Es beginnt in Gedanken

Mit dem Kapitalismus haben wir keine Zukunft. Diese Erkenntnis reift zunehmend und der Ruf nach Alternativen wird lauter. Um vom einem zum anderen zu kommen, ist es hilfreich sich über Ziel und Weg Gedanken zu machen. Eine Einladung zum Mitdenken von Thiemo Kirmse.

Von Published On: 22. Februar 2023Kategorien: Utopie

Dieser Text wurde mit freundlicher Genehmigung des Autors erstveröffentlicht auf free21.org. Lizenz: Thiemo Kirmse, Free21, CC BY-NC-ND 4.0

Symbolbild
(Bild: Unbekannt, PxHere, CC0)

Die Geschichte bringt immer wieder Menschen zum Vorschein, die uns durch ihre Taten, ihre Worte und Gedanken inspirieren, uns begeistern und mitreißen. Was sie gesagt und getan haben, bleibt über die Zeit erhalten. Der afrikanische Revolutionsführer Thomas Sankara, der aus dem postkolonialen Obervolta das „Land der Aufrechten“ gemacht hat, war so ein Mensch. Er war Anführer und Revolutionär, aber vor allem auch ein Visionär und Träumer mit unmittelbarer Tatkraft. Sankara kämpfte für die Befreiung und die Selbstbestimmung der Menschen in Burkina Faso und darüber hinaus in ganz Afrika. In einer patriarchal geprägten Gesellschaft hob er den Unterschied zwischen Männern und Frauen auf und motivierte sein Volk zu einem neuen Aufbruch. Wie so viele, die der Welt zu einem neuen Aufbruch verhelfen wollten, starb er eines gewaltsamen Todes. Doch sein Andenken bleibt.

„Everything that man can imagine, he is capable of creating“

Alles, was sich der Mensch vorstellen kann, das kann er auch erschaffen. Sankara hat daran geglaubt. Folgt man diesem Gedanken und denkt an eine friedliche und gerechte Welt, dann beginnt diese damit, sich eine Vorstellung davon zu machen. Wie diese ausschauen könnte, hat uns ein anderer inspirierender Geist mit seinem zeitlosen Werk, in ganz einfachen und wohlklingenden Worten, mit auf den Weg gegeben. In seinem Song „Imagine“ beschreibt John Lennon, der kaum weniger Träumer als Sankara war und den dasselbe Schicksal ereilte, diese andere Welt, die, wie er an gleicher Stelle sagt, so schwer gar nicht vorzustellen ist. Wenn man Lennons Lied hört, kann man gar nicht anders, als ihm zu glauben.

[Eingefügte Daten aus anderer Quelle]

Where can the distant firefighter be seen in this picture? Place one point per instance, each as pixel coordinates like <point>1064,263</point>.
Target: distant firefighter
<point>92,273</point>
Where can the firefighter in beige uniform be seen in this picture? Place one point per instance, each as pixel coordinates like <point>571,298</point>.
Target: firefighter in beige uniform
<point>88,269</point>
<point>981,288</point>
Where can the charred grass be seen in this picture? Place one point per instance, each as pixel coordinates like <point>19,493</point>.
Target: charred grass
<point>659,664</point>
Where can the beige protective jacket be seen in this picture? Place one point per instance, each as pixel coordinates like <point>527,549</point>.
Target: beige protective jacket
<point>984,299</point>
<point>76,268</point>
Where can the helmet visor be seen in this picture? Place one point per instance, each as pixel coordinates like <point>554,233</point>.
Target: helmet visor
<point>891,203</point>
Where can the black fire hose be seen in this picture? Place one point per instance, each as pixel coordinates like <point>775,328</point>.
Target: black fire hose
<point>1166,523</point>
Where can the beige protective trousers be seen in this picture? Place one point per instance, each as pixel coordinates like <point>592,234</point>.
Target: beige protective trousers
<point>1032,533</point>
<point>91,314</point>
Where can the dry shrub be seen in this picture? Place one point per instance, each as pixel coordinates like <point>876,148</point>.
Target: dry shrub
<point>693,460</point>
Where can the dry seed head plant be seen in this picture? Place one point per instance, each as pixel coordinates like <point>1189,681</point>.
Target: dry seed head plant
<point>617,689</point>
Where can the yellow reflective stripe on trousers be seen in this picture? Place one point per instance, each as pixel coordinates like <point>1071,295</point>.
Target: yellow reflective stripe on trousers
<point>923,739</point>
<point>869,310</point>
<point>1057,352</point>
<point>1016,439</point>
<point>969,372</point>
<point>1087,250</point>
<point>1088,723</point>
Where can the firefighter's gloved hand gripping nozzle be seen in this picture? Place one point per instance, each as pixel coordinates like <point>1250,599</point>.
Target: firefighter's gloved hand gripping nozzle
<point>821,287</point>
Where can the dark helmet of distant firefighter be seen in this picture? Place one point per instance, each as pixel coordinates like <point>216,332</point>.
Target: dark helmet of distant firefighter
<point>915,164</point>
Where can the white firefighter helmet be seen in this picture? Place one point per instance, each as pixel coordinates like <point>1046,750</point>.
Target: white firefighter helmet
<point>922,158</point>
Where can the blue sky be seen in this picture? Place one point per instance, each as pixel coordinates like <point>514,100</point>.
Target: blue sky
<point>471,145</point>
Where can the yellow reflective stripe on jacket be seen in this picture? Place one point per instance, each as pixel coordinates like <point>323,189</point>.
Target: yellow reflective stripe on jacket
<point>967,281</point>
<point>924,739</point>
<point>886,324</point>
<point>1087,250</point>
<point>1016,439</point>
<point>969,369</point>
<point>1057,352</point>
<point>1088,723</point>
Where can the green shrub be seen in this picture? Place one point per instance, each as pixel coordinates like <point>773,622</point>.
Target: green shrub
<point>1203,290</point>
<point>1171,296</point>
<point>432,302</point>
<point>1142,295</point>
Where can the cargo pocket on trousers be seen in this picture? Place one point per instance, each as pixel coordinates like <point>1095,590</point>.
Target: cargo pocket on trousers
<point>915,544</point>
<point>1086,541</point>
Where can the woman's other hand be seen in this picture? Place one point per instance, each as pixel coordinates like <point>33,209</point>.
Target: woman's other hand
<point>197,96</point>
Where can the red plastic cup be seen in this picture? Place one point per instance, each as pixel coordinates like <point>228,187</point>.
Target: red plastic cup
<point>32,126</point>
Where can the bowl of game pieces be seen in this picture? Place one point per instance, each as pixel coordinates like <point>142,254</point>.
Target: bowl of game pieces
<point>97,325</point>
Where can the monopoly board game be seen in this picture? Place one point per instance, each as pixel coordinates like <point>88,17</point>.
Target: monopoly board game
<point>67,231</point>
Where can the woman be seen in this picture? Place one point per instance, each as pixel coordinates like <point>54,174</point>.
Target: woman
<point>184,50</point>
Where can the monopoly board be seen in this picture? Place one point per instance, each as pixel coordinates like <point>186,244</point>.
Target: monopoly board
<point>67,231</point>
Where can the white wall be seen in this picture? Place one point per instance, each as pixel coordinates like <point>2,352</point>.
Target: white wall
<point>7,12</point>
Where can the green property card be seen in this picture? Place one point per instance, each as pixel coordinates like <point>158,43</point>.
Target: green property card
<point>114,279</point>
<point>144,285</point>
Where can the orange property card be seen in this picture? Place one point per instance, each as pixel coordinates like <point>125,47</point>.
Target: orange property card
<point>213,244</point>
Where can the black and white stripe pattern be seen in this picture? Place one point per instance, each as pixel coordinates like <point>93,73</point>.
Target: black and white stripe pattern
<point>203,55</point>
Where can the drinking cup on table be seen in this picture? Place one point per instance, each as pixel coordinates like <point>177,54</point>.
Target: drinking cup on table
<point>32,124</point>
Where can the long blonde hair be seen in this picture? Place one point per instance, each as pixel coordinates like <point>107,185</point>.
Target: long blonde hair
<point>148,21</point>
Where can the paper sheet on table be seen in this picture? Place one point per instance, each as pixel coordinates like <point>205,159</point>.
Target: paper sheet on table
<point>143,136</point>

Statue Thomas Sankaras, ihm zu Ehren errichtet 2019, (Foto: EKokou, Wikimedia Commons, 25.9.2022, CC-BY-SA-4.0)

„No countries, no possessions, nothing to kill or die for“

Keine Länder, kein Besitz und nichts, wofür es sich lohnte zu töten oder zu sterben. Im Grunde „Ja“. Das kann man sich vorstellen. Nicht jeder und jede vielleicht, was gewiss kein Manko oder ein Mangel an Fantasie bedeuten muss, denn schaut man auf die letzten paar tausend Jahre der Menschheitsgeschichte mit all den Kriegen und den Zerstörungen, dann kann selbst vorsichtiger Optimismus Verwunderung hervorrufen. Für den Moment sei es dahingestellt, ob wir hier über den Rahmen menschlicher Möglichkeiten reden oder ob solche Träume dazu verdammt sind, im Reich der Fantasie zu bleiben. Gehen wir also einen Schritt weiter und fragen: Wie denn genau? Oder wenigstens ein bisschen genauer. Wie könnte eine solche andere Welt aussehen?

Eine utopische Welt

Die Sehnsucht nach einer anderen Welt speist sich aus den Unzulänglichkeiten der Gegenwärtigen. Die Ungerechtigkeit, die Unterdrückung, Zerstörung und Grausamkeit sollen überwunden werden – für einen selbst, für alle, jetzt oder in der fernen Zukunft. Wenn das Leben auf Erden kaum auszuhalten ist oder die Bedrohungen existenziell wirken, wenn gar der Untergang von allem droht, dann erscheint nicht nur die Apokalypse, sondern es ist auch Zeit für Utopien. Utopien sind in ihrer Entstehung nie unabhängig von der gegenwärtigen Welt. Sie reflektieren bestimmte gesellschaftliche Verhältnisse, greifen bestehende Entwicklungen und Gedanken auf und liefern einen Gegenentwurf, der eine Kritik der herrschenden Verhältnisse beinhaltet. Die Gegenwart und eine Kritik am herrschenden System sind damit ein guter Ausgangspunkt, um sich gezielt auf eine gedankliche Reise zu begeben.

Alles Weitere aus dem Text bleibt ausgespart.